Index AI : AMR 23/038/2003
Mardi 20 mai 2003
COMMUNIQUÉ DE PRESSE
Amnesty International a exprimé sa consternation après le vote, ce mardi 20 mai 2003 à la Chambre des Représentants de Colombie (Chambre basse du Congrès), en faveur d’une proposition visant à réformer la Constitution en vue d’accorder aux forces armées des pouvoirs de police judiciaire. Ce vote était le second des huit scrutins nécessaires pour que cette proposition devienne loi.
« Cette mesure aura un impact désastreux sur les droits humains. Elle autorisera les forces armées à mener des opérations de commando, à pratiquer des écoutes téléphoniques et à opérer des arrestations sans autorité judiciaire sur la base d’accusations militaires plutôt qu’en se fondant sur des preuves assemblées au cours d’une enquête judiciaire indépendante et impartiale faite par des autorités civiles », a déclaré Amnesty International ce mardi.

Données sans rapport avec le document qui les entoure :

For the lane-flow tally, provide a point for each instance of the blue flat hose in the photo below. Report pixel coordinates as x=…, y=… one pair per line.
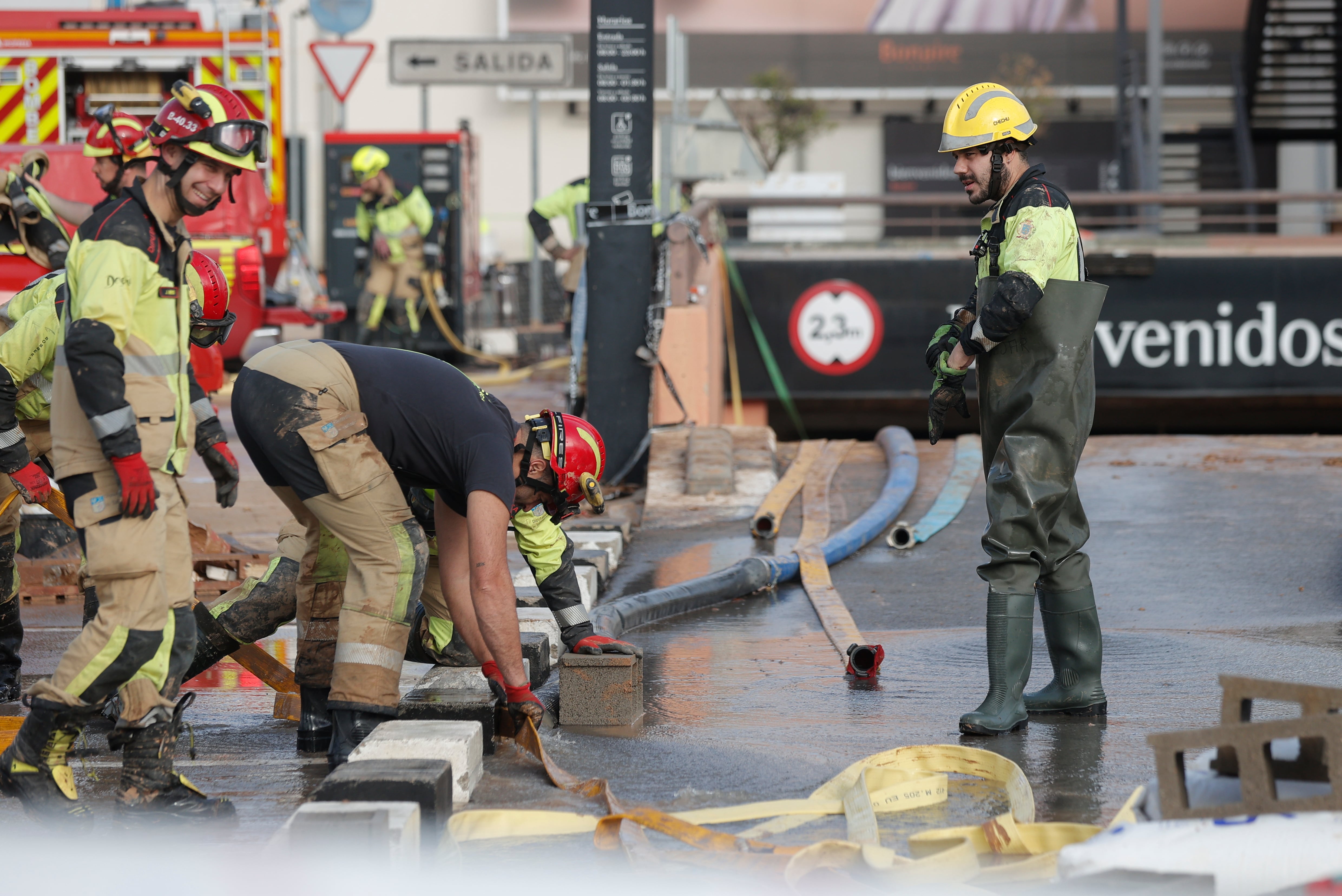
x=755, y=573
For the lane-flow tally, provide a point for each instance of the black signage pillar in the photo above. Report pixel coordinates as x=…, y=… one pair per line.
x=619, y=262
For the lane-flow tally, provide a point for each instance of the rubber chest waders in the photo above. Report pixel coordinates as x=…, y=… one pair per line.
x=1037, y=403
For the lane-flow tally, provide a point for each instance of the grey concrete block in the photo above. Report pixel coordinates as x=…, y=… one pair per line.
x=446, y=695
x=372, y=831
x=425, y=781
x=459, y=744
x=599, y=560
x=604, y=690
x=608, y=541
x=536, y=654
x=541, y=620
x=708, y=462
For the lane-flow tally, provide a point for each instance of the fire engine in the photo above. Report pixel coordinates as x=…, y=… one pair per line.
x=58, y=66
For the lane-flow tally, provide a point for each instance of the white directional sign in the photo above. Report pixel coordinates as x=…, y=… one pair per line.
x=537, y=61
x=341, y=64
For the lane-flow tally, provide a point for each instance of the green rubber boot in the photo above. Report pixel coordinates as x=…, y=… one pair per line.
x=1011, y=619
x=1071, y=630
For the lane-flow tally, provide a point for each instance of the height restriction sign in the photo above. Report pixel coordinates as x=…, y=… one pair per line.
x=837, y=328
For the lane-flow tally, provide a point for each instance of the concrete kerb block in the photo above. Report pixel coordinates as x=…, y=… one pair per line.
x=604, y=690
x=541, y=620
x=380, y=831
x=536, y=654
x=425, y=781
x=455, y=695
x=461, y=744
x=611, y=542
x=600, y=560
x=1251, y=745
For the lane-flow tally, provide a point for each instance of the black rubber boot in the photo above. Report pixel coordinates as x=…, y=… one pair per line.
x=213, y=643
x=315, y=722
x=90, y=605
x=11, y=639
x=1071, y=631
x=34, y=768
x=151, y=790
x=1010, y=653
x=350, y=727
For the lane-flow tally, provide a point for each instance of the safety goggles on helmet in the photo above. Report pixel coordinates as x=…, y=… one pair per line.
x=576, y=457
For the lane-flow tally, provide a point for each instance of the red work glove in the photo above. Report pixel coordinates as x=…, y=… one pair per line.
x=222, y=465
x=33, y=483
x=137, y=486
x=522, y=705
x=496, y=681
x=603, y=644
x=865, y=660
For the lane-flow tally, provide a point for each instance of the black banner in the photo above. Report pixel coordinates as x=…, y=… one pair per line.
x=1195, y=327
x=619, y=262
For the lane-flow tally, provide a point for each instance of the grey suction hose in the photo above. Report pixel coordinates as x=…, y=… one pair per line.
x=755, y=573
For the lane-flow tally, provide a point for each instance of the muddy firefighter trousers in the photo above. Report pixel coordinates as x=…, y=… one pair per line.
x=297, y=412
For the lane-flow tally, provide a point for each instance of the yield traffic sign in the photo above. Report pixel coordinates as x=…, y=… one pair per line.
x=341, y=64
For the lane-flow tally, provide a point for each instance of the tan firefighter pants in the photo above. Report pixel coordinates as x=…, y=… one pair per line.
x=144, y=636
x=307, y=388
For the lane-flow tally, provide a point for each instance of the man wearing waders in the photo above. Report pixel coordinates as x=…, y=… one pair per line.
x=1028, y=325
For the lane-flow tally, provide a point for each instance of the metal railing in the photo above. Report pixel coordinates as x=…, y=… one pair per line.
x=1133, y=208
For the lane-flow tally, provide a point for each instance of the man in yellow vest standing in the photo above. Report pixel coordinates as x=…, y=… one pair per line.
x=392, y=222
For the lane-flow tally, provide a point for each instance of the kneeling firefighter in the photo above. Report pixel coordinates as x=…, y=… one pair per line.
x=257, y=608
x=339, y=438
x=392, y=222
x=123, y=420
x=1028, y=325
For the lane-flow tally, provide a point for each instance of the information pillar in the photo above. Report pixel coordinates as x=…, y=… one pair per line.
x=619, y=219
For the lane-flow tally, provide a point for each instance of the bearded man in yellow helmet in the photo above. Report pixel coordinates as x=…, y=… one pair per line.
x=123, y=423
x=392, y=222
x=1028, y=325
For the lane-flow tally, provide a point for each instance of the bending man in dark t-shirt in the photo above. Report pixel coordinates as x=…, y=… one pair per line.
x=337, y=431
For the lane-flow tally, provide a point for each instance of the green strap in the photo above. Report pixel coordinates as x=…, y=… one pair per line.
x=765, y=352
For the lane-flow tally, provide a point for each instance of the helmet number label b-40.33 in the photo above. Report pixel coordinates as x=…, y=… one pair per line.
x=837, y=328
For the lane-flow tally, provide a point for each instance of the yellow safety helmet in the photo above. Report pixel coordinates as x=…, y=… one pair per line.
x=368, y=163
x=986, y=114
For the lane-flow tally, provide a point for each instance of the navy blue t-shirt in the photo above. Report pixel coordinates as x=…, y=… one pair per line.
x=435, y=427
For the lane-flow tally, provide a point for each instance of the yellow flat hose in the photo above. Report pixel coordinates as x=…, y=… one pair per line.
x=767, y=518
x=892, y=781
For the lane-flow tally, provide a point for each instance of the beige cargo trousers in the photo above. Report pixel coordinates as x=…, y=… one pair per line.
x=297, y=411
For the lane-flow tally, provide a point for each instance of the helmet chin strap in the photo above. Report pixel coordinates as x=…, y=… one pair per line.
x=175, y=176
x=995, y=180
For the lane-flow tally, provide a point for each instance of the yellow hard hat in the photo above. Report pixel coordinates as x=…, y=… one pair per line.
x=984, y=114
x=368, y=163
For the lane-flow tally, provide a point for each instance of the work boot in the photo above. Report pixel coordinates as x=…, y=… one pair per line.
x=213, y=643
x=151, y=790
x=34, y=768
x=11, y=639
x=350, y=727
x=315, y=722
x=1010, y=647
x=1071, y=631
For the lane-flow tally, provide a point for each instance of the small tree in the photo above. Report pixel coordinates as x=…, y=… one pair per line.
x=788, y=123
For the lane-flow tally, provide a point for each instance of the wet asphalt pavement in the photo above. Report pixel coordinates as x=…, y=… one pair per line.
x=1211, y=555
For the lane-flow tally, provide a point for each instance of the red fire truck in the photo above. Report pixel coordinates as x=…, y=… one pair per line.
x=58, y=66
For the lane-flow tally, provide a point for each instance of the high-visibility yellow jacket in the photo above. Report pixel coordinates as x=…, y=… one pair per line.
x=1027, y=239
x=123, y=376
x=392, y=216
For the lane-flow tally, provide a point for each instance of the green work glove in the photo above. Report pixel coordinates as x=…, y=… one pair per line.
x=943, y=341
x=948, y=391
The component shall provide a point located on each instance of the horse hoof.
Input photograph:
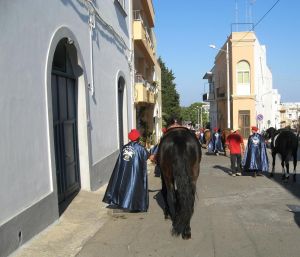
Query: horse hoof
(186, 236)
(167, 217)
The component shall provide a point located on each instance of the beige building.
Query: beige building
(147, 74)
(250, 85)
(290, 115)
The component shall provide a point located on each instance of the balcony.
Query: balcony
(141, 36)
(145, 92)
(208, 97)
(148, 9)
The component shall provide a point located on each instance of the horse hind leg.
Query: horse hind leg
(287, 165)
(187, 233)
(164, 192)
(273, 164)
(295, 165)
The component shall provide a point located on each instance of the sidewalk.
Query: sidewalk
(81, 220)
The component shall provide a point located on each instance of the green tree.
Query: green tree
(190, 113)
(169, 95)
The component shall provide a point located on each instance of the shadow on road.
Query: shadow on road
(296, 210)
(289, 185)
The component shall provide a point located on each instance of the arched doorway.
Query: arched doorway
(121, 86)
(64, 108)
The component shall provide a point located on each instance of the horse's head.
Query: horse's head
(269, 133)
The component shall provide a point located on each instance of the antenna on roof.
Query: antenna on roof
(236, 16)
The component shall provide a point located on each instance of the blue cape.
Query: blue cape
(255, 157)
(128, 184)
(215, 144)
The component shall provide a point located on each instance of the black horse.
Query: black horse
(179, 156)
(285, 143)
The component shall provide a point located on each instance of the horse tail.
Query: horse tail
(185, 193)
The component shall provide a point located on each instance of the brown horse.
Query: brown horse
(179, 156)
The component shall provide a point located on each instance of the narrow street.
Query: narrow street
(234, 216)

Dans une lettre au Congrès datée du 12 mai et rendue publique aujourd’hui, Amnesty International a demandé aux membres de la législature colombienne de rejeter le projet de loi, soulignant que « le Congrès a un rôle capital à jouer dans le maintien du système constitutionnel de la Colombie. Si le Congrès approuvait la remise de pouvoirs de police judiciaire aux militaires, l’un des éléments-clés de la protection des droits humains en Colombie serait gravement compromis. »
Si des pouvoirs de police judiciaire leur étaient accordés, les forces armées pourraient se livrer sans retenue à leur campagne systématique et générale de harcèlement et d’intimidation des défenseurs des droits humains et des autres organisations dénonçant les atteintes aux droits humains perpétrées par toutes les parties à ce conflit qui s’éternise et par les forces de sécurité. Il s’agit là d’une tentative très claire pour intimider, faire taire et discréditer ces organisations en ouvrant la voie à de violentes attaques des paramilitaires à leur encontre.
« De nombreuses opérations de commando et arrestations ont coïncidé ces derniers mois avec des attaques et des menaces de mort proférées par des paramilitaires. Il semble que cela soit partie d’une stratégie coordonnée entre les militaires et les paramilitaires pour faire taire le mouvement de défense des droits humains, a déclaré Amnesty International.
« Si cette proposition de loi passait, elle constituerait un manquement aux obligations internationales de l’État d’enquêter de façon indépendante et impartiale sur les atteintes aux droits humains impliquant des personnels militaires, de garantir le droit à un procès équitable avec toutes les garanties légales devant un tribunal indépendant et impartial et de veiller à l’existence et à l’efficacité d’un pouvoir judiciaire indépendant et impartial.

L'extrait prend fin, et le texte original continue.